Semana V da Páscoa
Evangelho:
Jo 14 27-31
27 «Deixo-vos a paz, dou-vos a Minha
paz; não vo-la dou como a dá o mundo. Não se perturbe o vosso coração, nem se
assuste. 28 Ouvistes que Eu vos disse: Vou e voltarei a vós. Se vós Me
amásseis, certamente vos alegraríeis de Eu ir para o Pai, porque o Pai é maior
do que Eu. 29 Eu vo-lo disse agora, antes que aconteça, para que, quando
acontecer, acrediteis. 30 Já não falarei muito convosco, porque vem o príncipe
deste mundo. Ele não pode nada contra Mim, 31 mas é preciso que o mundo conheça
que amo o Pai e que faço como Ele Me ordenou. Levantai-vos, vamo-nos daqui.
Comentário:
«Já não falarei muito convosco, porque vem o
príncipe deste mundo.»
Jesus
Cristo fala claramente do demónio que está à espera do que será o seu
derradeiro acto como “dominador” do mundo de então: a Morte do Senhor.
Será
um engano porque, de facto, não é o seu poder que dá a morte ao Senhor mas a
vontade soberana de Cristo que a escolhe.
Mas,
claro, os homens que servirão de instrumentos ao demónio para esse derradeiro
sacrifício redentor, agem realmente sob o seu “império”.
Depois
disso, o poder do “príncipe deste mundo” fica absolutamente reduzido e não pode
mais que tentar dominar a vontade dos homens no sentido de fazerem o que vai
contra a Vontade de Deus.
Sim,
é verdade, tem esse poder, mas, o Senhor, também deu aos homens os meios para o
vencer e não permitirá que faça coisa alguma que vá contra a livre escolha dos
Seus amigos.
(ama,
comentário sobre Jo 14, 27-31, 2014.05.20)
Leitura espiritual
a beleza de
ser cristão
PRIMEIRA PARTE
X – A santificação
…/21
Só
Ele, Deus feito homem, pode realizar semelhante ousadia, que tampouco cabe na
imaginação de nenhum ser humano.
Teria
servido de muito pouco, para este fim, simplesmente deixar memória escrita dos
factos acontecidos durante a sua estada na terra.
Tampouco
teria sido adequado continuar actuando até ao fim dos tempos da forma que viveu
sobre a terra entre a Ressurreição e a Ascensão.
A
Realidade da sua Encarnação e da sua Presença logo acabariam confundidas com a
nebulosidade que se origina à volta de um fantasma, de um ser irreal, sem
morada nem no céu nem na terra.
Cristo
estabeleceu os sacramentos e instituiu a Eucaristia, para que cada homem
pudesse receber o enxerto da Sua própria vida; para que cada homem pudesse
viver enxertado na natureza divina. «Deus fez-se homem para que o homem se
fizesse Deus”, ousa dizer Santo Atanásio com visão certeira.
E,
desta forma, Cristo une-se a cada ser humano, homem e mulher; e cada ser humano
«endeusa-se”: «Porque o Deus que nos inspira a ser humildes é o mesmo que transformará o corpo da nossa humildade e o
fará conforme o seu glorioso, com a mesma virtude eficaz com que também pode
sujeitar ao seu império todas as coisas.[i]

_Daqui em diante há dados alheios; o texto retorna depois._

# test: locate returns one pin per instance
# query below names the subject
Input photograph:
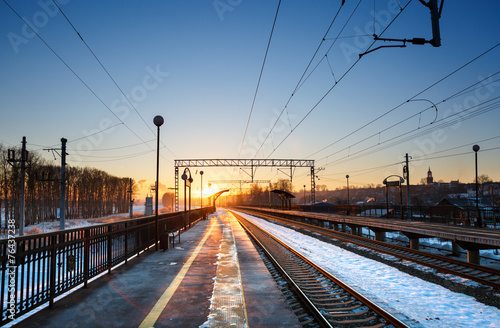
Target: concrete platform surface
(213, 278)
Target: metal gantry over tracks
(248, 164)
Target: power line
(114, 148)
(72, 71)
(260, 77)
(340, 79)
(401, 104)
(299, 84)
(463, 91)
(109, 75)
(409, 135)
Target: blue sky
(197, 64)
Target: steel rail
(389, 318)
(402, 252)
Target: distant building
(466, 202)
(430, 179)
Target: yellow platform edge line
(239, 276)
(154, 314)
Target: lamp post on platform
(304, 195)
(187, 183)
(476, 148)
(201, 194)
(158, 121)
(348, 198)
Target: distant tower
(430, 179)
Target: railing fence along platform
(38, 268)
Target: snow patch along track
(429, 305)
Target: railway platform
(471, 239)
(213, 278)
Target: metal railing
(445, 214)
(38, 268)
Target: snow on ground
(426, 304)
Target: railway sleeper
(333, 300)
(355, 321)
(320, 289)
(351, 308)
(347, 313)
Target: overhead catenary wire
(300, 82)
(408, 135)
(406, 101)
(340, 79)
(107, 72)
(462, 91)
(260, 77)
(71, 70)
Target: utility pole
(11, 158)
(23, 173)
(62, 205)
(131, 201)
(406, 175)
(63, 182)
(493, 206)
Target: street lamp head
(158, 120)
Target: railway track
(481, 274)
(325, 301)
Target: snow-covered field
(417, 302)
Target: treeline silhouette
(90, 192)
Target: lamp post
(158, 121)
(304, 194)
(187, 183)
(476, 148)
(201, 194)
(348, 198)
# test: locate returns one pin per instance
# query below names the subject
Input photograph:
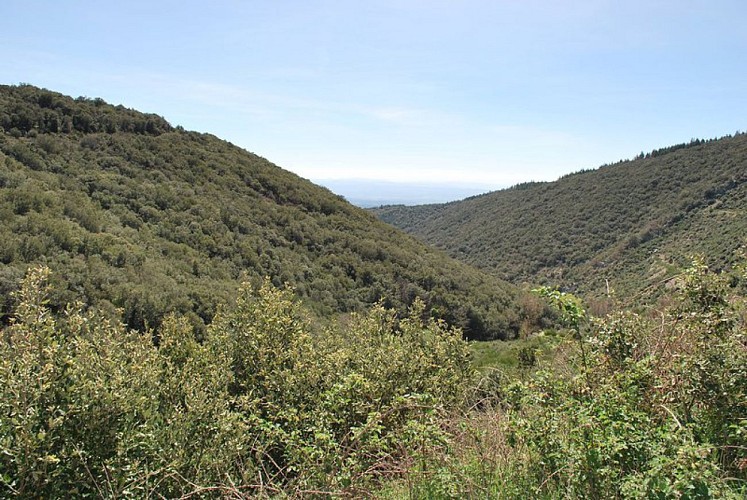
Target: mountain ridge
(623, 225)
(136, 215)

Nosso Senhor faz-nos seus, endeusa-nos com o seu endeusamento bom” [ii].
Nós
não podemos imitar plenamente Cristo nem chegar a umaidentificação pessoal com
Ele; todavia, tal não é obstáculo para que vivamos com Ele, para que Ele viva
em nós e para que cheguemos a amar Deus Pai e os nossos irmãos os homens, com o
coração de Cristo.
O
desejo de Jesus Cristo de recapitular nele toda a criação, o homem, movido pela
caridade, corresponde, amando com o no próprio coração de Cristo, aa Deus, aos
homens e a toda a criação que também «o firmamento anuncia a glória das obras
de Deus”; realizando á letra na Fé, e no espírito de Esperança, as palavras de
São João: «O que não tem caridade não conhece Deus porque Deus é caridade.

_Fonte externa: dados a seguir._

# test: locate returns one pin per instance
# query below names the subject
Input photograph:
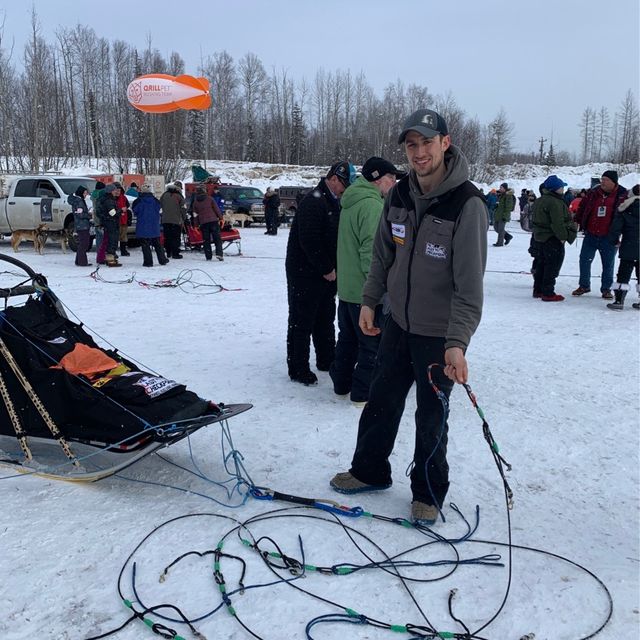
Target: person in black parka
(625, 233)
(311, 275)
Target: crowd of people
(607, 216)
(405, 254)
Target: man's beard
(430, 170)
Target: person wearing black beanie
(625, 233)
(595, 215)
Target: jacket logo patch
(436, 251)
(398, 232)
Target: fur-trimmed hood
(629, 201)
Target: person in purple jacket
(147, 210)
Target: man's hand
(456, 365)
(365, 322)
(331, 276)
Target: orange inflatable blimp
(161, 93)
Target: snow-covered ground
(559, 386)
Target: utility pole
(541, 152)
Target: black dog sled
(72, 410)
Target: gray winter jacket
(172, 203)
(430, 254)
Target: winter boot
(620, 293)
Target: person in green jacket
(502, 215)
(552, 227)
(362, 205)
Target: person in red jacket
(595, 214)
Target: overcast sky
(544, 61)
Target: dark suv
(289, 199)
(247, 200)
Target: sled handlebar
(25, 290)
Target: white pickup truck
(30, 200)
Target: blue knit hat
(553, 183)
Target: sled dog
(38, 236)
(237, 218)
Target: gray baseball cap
(426, 122)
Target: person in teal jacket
(502, 215)
(552, 227)
(362, 205)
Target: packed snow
(558, 383)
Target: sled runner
(70, 409)
(192, 237)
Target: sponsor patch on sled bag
(155, 386)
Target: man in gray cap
(429, 254)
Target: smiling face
(607, 184)
(426, 157)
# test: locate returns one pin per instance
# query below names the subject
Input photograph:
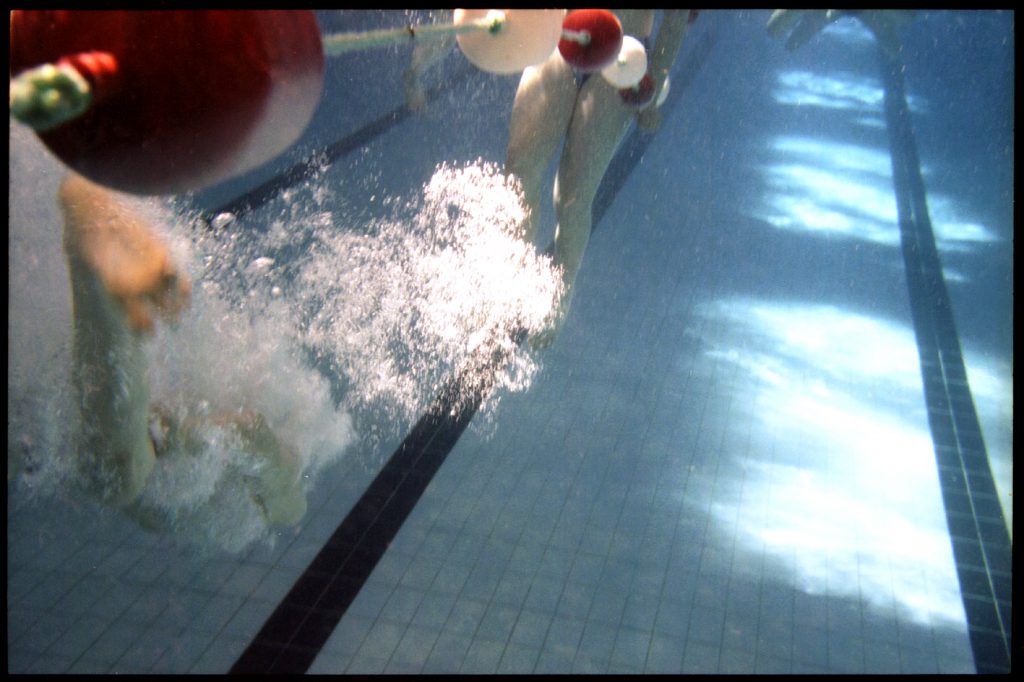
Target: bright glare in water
(387, 309)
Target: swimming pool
(724, 464)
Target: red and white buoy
(180, 99)
(590, 39)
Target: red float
(591, 39)
(183, 98)
(641, 93)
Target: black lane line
(978, 530)
(294, 634)
(304, 170)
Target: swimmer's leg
(276, 489)
(599, 124)
(541, 115)
(121, 274)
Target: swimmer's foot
(276, 489)
(124, 253)
(549, 334)
(416, 98)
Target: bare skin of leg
(122, 279)
(541, 115)
(121, 275)
(599, 123)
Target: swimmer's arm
(670, 37)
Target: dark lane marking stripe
(304, 170)
(978, 530)
(294, 634)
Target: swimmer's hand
(123, 251)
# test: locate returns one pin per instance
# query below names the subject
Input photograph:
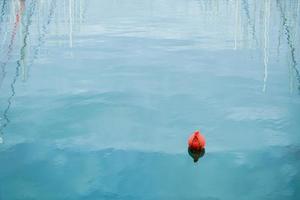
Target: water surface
(98, 98)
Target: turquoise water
(98, 99)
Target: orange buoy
(196, 141)
(196, 147)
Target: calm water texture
(98, 98)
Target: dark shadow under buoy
(196, 153)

Nisto se manifestou o amor de Deus por nós: que enviou o seu Filho Unigénito ao
mundo, para que por ele recebamos a vida.
E
nisto está o amor: Em que não somos nós quem amou a Deus, mas sim que ele
próprio nos amou a nós e enviou o seu próprio Filho, como sacrifício expiatório
pelos nossos pecados”.[iii]
Cada
ser humano, cada homem, varão ou mulher, é, de certo modo, toda a criação, que
não só espera a «manifestação dos filhos de Deus”,[iv]
mas também, com o seu viver em caridade, a provoca, torna possível essa
manifestação, ao dar-lhe um canal por onde pode transcorrer a luz de Cristo e
tornar-se patente no mundo, a Verdade, a Vida de Cristo.
Henri
de Lubac expressa-o assim: «O cristianismo nunca terá eficácia nem existência
real nem fará conquistas reais a não ser por força do próprio espírito dele, pela força da caridade” [v].
«Já
não sou eu quem vive; é Cristo que vive em mim. E, ainda que no presente vivo
na carne, vivo na fé do Filho de Deus, que me amou e se entregou por mim”,[vi]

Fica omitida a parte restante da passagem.